While I was in London last month, I went to the British Museum’s special exhibition, Treasures of Heaven, on medieval relics. If you’re not a medievalist, it’s probably a pretty weird exhibition: lots of jeweled boxes and intricately detailed statues holding things like a thorn from the Crown of Thorns, breast milk from the Virgin Mary, or my personal favourite, a piece of Thomas Becket’s skull. If you are a medievalist…well, it’s still pretty weird, but it’s also fascinating to see in person. Relics were such an integral part of medieval theology—the thinking was that by viewing or touching or praying over these things with physical connections to a saint, or Jesus, or whoever, you were growing closer to God yourself. And, unsurprisingly, having a really good relic or a collection of relics became big business for religious houses, since having a good enough draw would mean big bucks from pilgrims coming to your church, donating money to view the relic, staying in the area, etc, etc. There was an amazing cabinet on display that tried to make up in number for what it lacked in wow factor—it holds about two hundred different teensy relics.

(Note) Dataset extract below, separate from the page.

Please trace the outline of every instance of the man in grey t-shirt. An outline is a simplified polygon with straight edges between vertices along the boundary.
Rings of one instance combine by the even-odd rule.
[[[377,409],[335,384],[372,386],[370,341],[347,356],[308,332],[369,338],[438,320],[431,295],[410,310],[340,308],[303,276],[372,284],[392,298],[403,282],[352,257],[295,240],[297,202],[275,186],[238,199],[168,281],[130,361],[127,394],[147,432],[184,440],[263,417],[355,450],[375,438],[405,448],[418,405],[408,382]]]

A couple random thoughts: as always, a display on medieval religious history makes me spit on the ground at the thought of Henry VIII, who is responsible for the paucity of relics from Great Britain. (He is also why so many gorgeous statues and church decorations have been destroyed. NEVER TRUST A GINGER.) Also, I think the exhibition gets a bit weaker when it tries to draw in later “relics”—a ring holding a then-forbidden image of Charles I is interesting, but not really the same sort of piece as a knucklebone of John the Baptist, you know?
I think what I liked the most about seeing all these relics and reliquaries is how it brought home the physicality of medieval spirituality. It’s one thing to read about people making pilgrimages to Canterbury Cathedral—or even to have been there myself—but seeing a jeweled box with a piece of Becket’s skull that people would have gazed at in prayer is a whole different beast. For a culture that was very invested in the transience of this world, there’s a weird obsession with the importance of our bodies and the bits of them that are left behind that was really intriguing to see in person.
Anyway, irritatingly, there was no photography allowed, so I can show you NOTHING. So go see it yourself, or failing that, wait for the exhibition catalogue to go on further sale. I know I will. Maybe I’ll even craft a reliquary for it in the meantime. You can knit a reliquary, right?